I've known early finishers for, bullying, SEN, Foster Carers and circumstances such as yours.

Tell the Head that it is temporary whilst you get strategies from CAMHS to help your eldest with the transition of waiting for you.

It's disgraceful. We should be doing all we can to protect the child's mental health.

CloserIAm2Fine · 13/03/2019 19:59

I think the problem is that it’s not due to the needs of the child you want to take out early. If a child struggles with the end of the day due to SEN then taking them 5 minutes early is reasonable. But there’s no benefit to your youngest with this arrangement, they’re losing 25 minutes of education a week for a year and a half until your oldest goes to secondary school. Yes the last 5 minutes are packing up time, but your child would need the previous 5 minutes to get ready to go, when they should be doing other things.

I think you need to look at after school club for one child, if your eldest struggles then can you get them first and have the younger one at after school club?

Happygolucky009 · 13/03/2019 20:00

I would look to move the youngest child, lots can happen and although the child is settled, they are still only in reception and you know the school has a history of managing poor behaviour. Failing that pay a childminder to pick up the youngest while you support the eldest. We had a similar situation and paid only £5 a day and would often collect the child at the bottom of the school road .

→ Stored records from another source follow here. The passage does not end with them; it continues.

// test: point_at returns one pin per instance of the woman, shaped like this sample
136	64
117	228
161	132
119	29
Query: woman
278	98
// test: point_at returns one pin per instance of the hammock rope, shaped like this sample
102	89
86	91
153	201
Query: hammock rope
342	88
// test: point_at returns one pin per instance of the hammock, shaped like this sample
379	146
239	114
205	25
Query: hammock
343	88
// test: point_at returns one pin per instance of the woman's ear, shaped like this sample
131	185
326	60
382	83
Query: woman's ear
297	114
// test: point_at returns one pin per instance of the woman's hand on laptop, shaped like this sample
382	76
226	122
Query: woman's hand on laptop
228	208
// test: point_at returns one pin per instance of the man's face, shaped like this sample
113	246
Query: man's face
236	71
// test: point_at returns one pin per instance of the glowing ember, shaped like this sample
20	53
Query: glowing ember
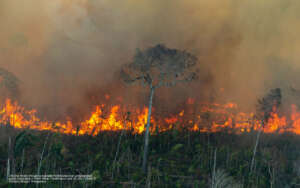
211	118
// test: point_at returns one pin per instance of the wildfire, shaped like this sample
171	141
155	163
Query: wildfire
210	118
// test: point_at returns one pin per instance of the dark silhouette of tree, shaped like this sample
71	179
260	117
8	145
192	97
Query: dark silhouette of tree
156	67
265	106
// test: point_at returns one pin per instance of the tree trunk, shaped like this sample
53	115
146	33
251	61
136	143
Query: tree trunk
144	167
255	149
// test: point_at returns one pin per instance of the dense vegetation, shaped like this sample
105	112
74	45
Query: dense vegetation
176	159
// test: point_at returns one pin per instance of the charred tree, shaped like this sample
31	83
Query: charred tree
156	67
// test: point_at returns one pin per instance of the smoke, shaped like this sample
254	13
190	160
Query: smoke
68	51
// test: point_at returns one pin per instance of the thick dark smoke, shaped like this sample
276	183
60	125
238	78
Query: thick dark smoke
66	52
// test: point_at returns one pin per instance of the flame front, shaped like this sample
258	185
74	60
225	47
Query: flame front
211	118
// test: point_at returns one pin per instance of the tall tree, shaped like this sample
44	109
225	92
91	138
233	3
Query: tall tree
156	67
265	107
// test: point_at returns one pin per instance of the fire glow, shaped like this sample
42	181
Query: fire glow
210	118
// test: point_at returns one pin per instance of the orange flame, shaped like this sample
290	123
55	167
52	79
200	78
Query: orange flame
221	117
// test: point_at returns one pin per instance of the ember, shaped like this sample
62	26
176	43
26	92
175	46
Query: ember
222	117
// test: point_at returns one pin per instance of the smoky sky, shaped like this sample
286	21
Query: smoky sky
63	49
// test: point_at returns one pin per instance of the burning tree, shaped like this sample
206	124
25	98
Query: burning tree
268	104
156	67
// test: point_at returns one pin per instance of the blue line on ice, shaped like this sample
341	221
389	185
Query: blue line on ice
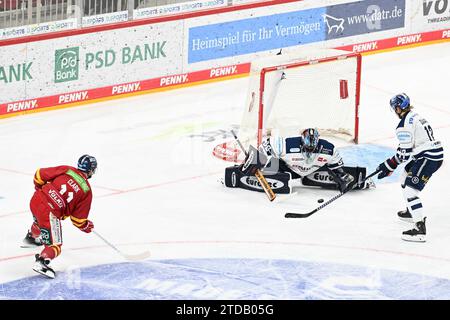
228	279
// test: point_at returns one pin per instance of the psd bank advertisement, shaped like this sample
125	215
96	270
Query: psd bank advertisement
251	35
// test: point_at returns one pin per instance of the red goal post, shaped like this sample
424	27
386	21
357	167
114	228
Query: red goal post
288	93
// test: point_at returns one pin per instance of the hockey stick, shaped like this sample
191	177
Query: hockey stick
129	257
258	174
304	215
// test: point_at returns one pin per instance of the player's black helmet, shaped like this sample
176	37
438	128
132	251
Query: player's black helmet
400	100
310	139
87	164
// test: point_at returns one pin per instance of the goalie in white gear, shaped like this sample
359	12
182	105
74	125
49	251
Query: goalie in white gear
424	156
307	154
304	160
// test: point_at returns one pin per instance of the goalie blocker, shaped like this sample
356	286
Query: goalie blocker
282	182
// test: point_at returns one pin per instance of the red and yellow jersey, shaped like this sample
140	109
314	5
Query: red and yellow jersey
68	192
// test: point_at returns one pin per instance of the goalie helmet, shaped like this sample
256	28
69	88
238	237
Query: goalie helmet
310	139
87	164
400	100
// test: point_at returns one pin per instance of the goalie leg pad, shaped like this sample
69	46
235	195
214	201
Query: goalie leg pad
322	178
235	178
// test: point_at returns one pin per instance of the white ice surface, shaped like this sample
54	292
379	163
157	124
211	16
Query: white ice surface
156	187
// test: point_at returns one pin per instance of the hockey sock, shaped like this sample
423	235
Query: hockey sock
413	203
51	252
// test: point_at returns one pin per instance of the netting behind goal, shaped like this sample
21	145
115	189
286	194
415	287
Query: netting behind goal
288	93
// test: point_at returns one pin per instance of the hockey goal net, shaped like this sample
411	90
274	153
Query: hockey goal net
290	92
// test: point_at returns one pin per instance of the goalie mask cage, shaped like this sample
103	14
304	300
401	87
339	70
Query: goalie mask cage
291	92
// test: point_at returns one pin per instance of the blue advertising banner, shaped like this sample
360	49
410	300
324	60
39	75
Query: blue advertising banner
363	17
294	28
256	34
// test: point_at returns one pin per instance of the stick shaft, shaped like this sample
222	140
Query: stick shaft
258	174
323	205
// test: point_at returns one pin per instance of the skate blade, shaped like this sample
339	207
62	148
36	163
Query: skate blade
419	238
48	273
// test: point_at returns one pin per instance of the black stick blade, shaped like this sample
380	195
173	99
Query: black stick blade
296	215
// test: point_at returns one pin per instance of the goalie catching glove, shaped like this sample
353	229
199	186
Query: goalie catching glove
253	162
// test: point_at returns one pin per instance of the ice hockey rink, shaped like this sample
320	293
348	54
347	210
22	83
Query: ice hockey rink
157	189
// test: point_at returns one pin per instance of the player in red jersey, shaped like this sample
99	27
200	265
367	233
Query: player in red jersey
61	192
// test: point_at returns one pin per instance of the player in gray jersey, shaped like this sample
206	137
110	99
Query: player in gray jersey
423	155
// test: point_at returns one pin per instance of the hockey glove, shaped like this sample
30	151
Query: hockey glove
252	162
386	168
87	226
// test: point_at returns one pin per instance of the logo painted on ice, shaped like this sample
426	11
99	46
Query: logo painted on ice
67	64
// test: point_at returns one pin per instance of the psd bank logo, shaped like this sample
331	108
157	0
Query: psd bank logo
67	64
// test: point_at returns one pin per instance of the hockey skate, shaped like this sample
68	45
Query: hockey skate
405	215
417	234
30	242
369	184
42	266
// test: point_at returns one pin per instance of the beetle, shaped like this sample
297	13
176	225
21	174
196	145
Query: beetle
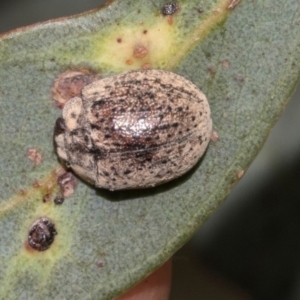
134	130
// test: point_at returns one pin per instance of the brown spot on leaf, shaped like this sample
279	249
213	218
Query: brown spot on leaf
36	184
59	200
34	155
240	174
41	234
100	263
170	8
46	198
225	63
69	84
129	62
140	51
214	136
146	66
233	4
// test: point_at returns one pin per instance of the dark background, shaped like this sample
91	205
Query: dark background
250	247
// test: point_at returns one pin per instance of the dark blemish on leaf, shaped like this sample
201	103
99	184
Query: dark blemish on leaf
69	84
169	8
36	184
41	234
140	51
46	198
59	127
100	263
211	70
233	4
239	79
59	200
129	62
35	156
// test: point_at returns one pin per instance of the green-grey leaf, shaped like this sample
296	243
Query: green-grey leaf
246	60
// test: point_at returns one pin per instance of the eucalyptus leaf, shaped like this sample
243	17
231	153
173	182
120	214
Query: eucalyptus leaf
244	55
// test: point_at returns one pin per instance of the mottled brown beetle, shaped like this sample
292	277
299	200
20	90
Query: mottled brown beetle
134	130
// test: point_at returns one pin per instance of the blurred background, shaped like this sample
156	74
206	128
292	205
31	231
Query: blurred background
250	247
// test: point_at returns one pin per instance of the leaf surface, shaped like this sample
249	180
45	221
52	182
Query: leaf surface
245	59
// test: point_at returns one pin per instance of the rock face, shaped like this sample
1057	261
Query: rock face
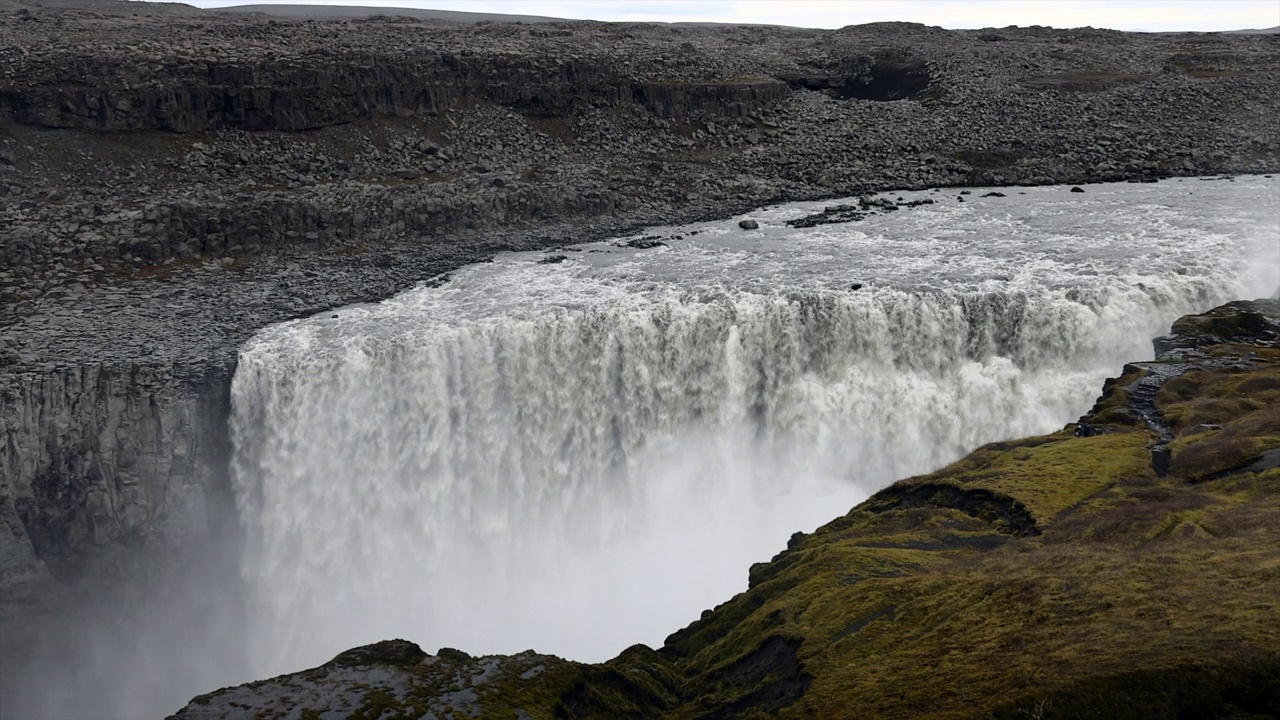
172	181
1048	577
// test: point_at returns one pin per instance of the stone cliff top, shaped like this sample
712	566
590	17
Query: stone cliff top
1078	574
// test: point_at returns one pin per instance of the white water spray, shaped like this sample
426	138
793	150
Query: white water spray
583	455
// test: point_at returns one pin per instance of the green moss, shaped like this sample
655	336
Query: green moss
1048	577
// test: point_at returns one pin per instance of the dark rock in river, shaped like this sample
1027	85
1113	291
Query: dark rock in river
1143	547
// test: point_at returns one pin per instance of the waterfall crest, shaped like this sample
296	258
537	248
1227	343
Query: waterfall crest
584	455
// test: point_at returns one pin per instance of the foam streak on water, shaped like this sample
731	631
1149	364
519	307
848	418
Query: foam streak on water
583	455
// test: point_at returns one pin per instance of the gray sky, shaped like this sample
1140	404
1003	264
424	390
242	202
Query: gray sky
1119	14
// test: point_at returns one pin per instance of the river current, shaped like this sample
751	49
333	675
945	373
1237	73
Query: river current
580	455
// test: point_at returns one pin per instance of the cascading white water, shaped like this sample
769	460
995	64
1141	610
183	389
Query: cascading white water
583	455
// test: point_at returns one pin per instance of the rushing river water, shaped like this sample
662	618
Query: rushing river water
581	455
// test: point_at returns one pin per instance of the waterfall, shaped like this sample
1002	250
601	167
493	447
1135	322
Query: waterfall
585	455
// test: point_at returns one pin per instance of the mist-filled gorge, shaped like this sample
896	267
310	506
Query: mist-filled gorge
401	363
583	449
585	454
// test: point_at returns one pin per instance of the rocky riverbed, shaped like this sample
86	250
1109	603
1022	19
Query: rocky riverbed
173	181
1075	574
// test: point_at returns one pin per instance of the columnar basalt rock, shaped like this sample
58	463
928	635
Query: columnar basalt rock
172	182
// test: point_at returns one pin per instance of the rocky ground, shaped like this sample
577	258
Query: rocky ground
173	180
1079	574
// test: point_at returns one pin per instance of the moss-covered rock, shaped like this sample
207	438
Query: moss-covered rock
1051	577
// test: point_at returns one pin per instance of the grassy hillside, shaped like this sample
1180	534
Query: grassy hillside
1050	577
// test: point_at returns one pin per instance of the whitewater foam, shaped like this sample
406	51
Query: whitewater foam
583	455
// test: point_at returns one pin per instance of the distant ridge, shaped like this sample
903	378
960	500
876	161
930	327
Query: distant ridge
1262	31
356	12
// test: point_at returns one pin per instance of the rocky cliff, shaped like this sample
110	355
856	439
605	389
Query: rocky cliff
172	181
1069	575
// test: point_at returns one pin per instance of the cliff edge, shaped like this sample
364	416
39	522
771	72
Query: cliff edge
1124	566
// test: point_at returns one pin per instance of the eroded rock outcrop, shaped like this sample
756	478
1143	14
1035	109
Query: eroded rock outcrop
1054	577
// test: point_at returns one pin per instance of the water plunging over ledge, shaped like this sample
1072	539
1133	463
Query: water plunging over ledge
584	454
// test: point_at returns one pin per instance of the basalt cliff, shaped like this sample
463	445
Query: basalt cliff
1125	566
172	180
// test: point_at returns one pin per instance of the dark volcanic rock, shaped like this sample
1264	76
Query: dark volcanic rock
952	559
172	181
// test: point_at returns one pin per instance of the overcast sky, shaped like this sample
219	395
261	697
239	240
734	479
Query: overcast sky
1120	14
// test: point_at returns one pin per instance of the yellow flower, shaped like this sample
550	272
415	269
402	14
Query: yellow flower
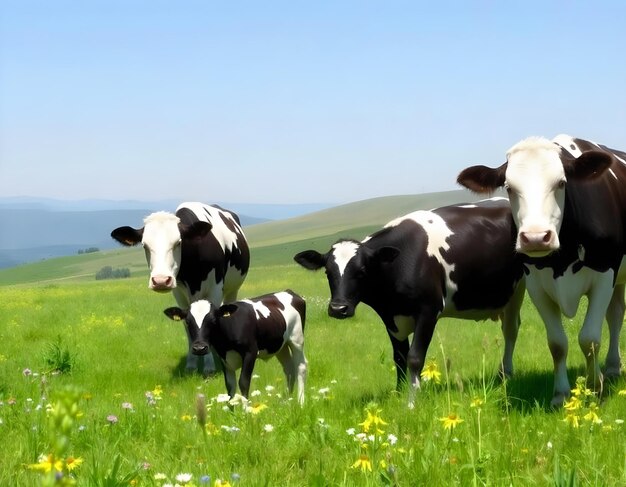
451	421
572	420
72	462
373	420
364	463
477	402
46	464
431	372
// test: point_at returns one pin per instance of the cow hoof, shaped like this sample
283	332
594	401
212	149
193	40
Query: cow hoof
559	399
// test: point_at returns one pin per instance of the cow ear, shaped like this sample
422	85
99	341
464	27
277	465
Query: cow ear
127	235
195	230
227	309
387	254
175	313
482	179
310	259
589	165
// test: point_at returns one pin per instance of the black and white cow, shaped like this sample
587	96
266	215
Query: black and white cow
455	261
265	326
200	252
568	198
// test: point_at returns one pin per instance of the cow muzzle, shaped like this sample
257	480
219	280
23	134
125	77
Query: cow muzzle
200	348
162	283
340	310
537	243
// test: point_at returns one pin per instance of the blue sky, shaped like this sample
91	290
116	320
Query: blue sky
294	102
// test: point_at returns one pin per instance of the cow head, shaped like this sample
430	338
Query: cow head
199	321
349	266
162	238
535	176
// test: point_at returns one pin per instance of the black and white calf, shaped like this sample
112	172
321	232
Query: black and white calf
200	252
568	198
455	261
264	327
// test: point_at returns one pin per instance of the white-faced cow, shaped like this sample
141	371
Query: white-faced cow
568	198
455	261
264	327
200	252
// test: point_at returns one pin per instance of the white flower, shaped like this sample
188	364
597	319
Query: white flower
222	398
184	477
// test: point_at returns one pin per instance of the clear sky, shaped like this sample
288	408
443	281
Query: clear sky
294	102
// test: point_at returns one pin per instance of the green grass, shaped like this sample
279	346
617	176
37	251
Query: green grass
115	346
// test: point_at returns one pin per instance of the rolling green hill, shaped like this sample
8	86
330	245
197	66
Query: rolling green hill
271	243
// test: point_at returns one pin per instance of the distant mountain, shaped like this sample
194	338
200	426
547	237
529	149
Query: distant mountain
33	229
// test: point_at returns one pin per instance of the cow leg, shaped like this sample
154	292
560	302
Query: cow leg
510	327
247	367
284	357
424	328
230	379
615	317
590	334
400	352
557	339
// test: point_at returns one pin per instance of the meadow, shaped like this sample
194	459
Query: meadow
93	393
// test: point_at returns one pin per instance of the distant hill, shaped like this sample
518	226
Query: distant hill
272	242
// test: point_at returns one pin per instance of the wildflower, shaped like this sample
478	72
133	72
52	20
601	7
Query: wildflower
184	478
72	462
47	463
364	463
256	408
451	421
373	420
431	372
572	419
477	402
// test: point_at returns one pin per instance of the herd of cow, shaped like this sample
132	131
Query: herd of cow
561	235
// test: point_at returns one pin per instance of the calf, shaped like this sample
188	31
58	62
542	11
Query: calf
200	252
568	197
457	261
265	326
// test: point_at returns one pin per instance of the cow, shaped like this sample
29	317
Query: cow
454	261
198	252
568	198
265	326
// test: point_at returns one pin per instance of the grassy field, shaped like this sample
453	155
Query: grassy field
122	412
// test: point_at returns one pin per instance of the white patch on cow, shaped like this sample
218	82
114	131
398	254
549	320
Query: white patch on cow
259	308
199	309
438	234
224	235
161	241
343	252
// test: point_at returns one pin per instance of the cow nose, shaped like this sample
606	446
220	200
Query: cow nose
338	310
199	348
161	282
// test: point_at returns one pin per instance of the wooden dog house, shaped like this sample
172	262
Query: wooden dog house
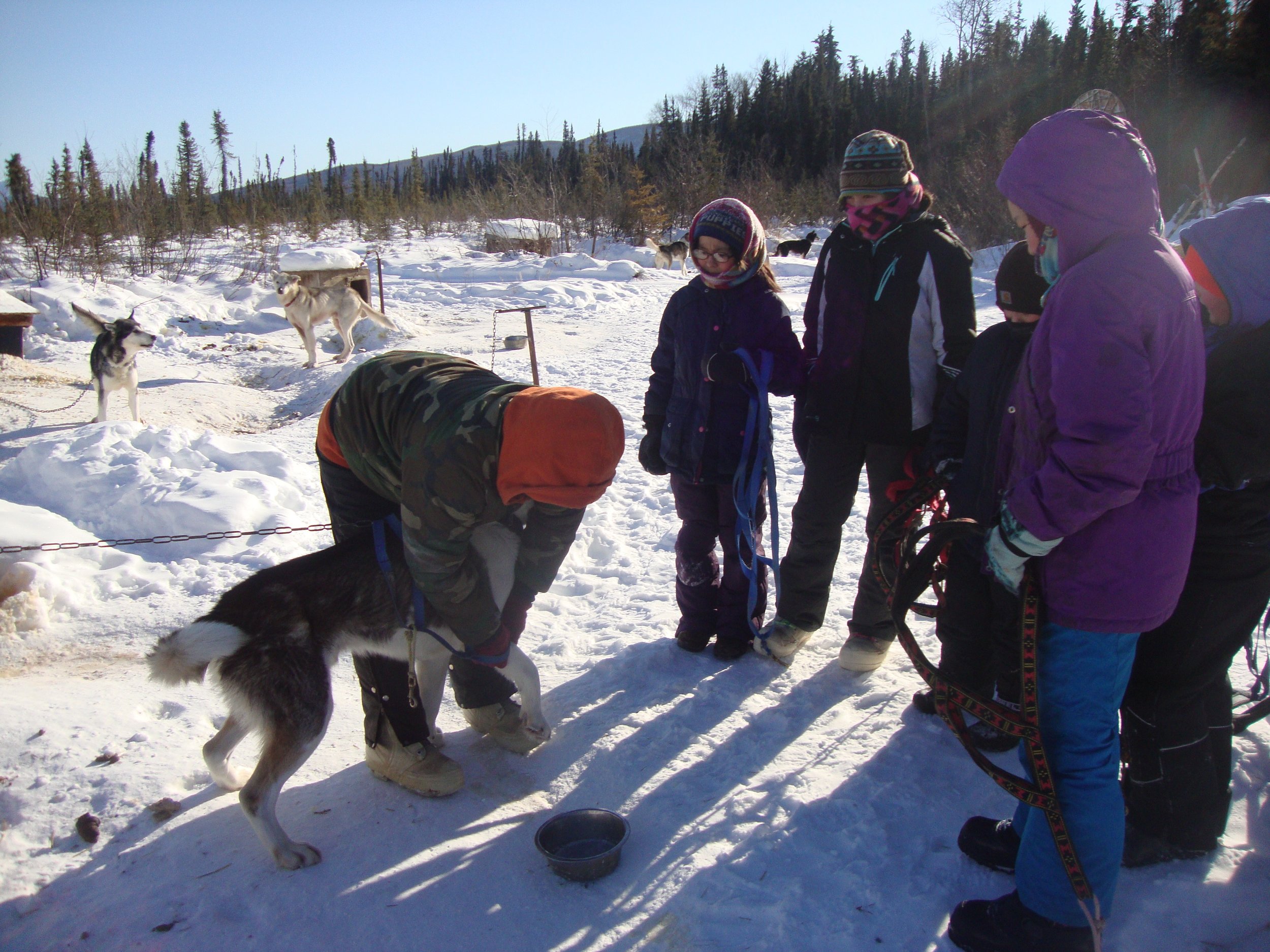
521	235
324	268
16	316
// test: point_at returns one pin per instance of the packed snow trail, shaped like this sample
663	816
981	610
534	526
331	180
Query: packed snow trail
770	808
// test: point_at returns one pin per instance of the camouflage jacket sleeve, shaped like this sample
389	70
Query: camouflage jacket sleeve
549	532
442	503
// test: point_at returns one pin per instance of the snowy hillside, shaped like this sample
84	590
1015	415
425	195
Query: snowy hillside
770	808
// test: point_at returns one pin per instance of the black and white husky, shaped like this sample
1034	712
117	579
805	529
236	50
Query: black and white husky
113	362
669	254
341	305
273	638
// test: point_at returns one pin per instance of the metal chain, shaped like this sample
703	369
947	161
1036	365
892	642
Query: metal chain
35	410
164	540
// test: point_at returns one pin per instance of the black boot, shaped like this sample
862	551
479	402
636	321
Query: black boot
992	843
985	737
692	639
1007	926
1144	849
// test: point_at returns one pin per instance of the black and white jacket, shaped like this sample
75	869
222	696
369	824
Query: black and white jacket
887	325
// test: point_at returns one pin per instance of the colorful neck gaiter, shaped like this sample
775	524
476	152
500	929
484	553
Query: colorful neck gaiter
874	221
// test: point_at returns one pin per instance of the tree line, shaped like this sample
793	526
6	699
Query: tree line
1192	74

StBernard · 13/03/2019 20:00

Could you approach it as a short term request? If your older child is receiving counselling then hopefully the 15 minute wait won't always be insurmountable? Maybe rephrase and ask if it would be possible until the Easter holidays? And then review the situation again?

PandaPolarBear · 13/03/2019 20:01

Is your oldest allowed to have a moblie phone (cheapy PAYG basic handset) in school with him? Or arranged to be kept in reception for him if they're aware of his anxiety issues?

You could text each day to reassure him that you're on your way. Possibly easier to arrange than collecting the younger child early.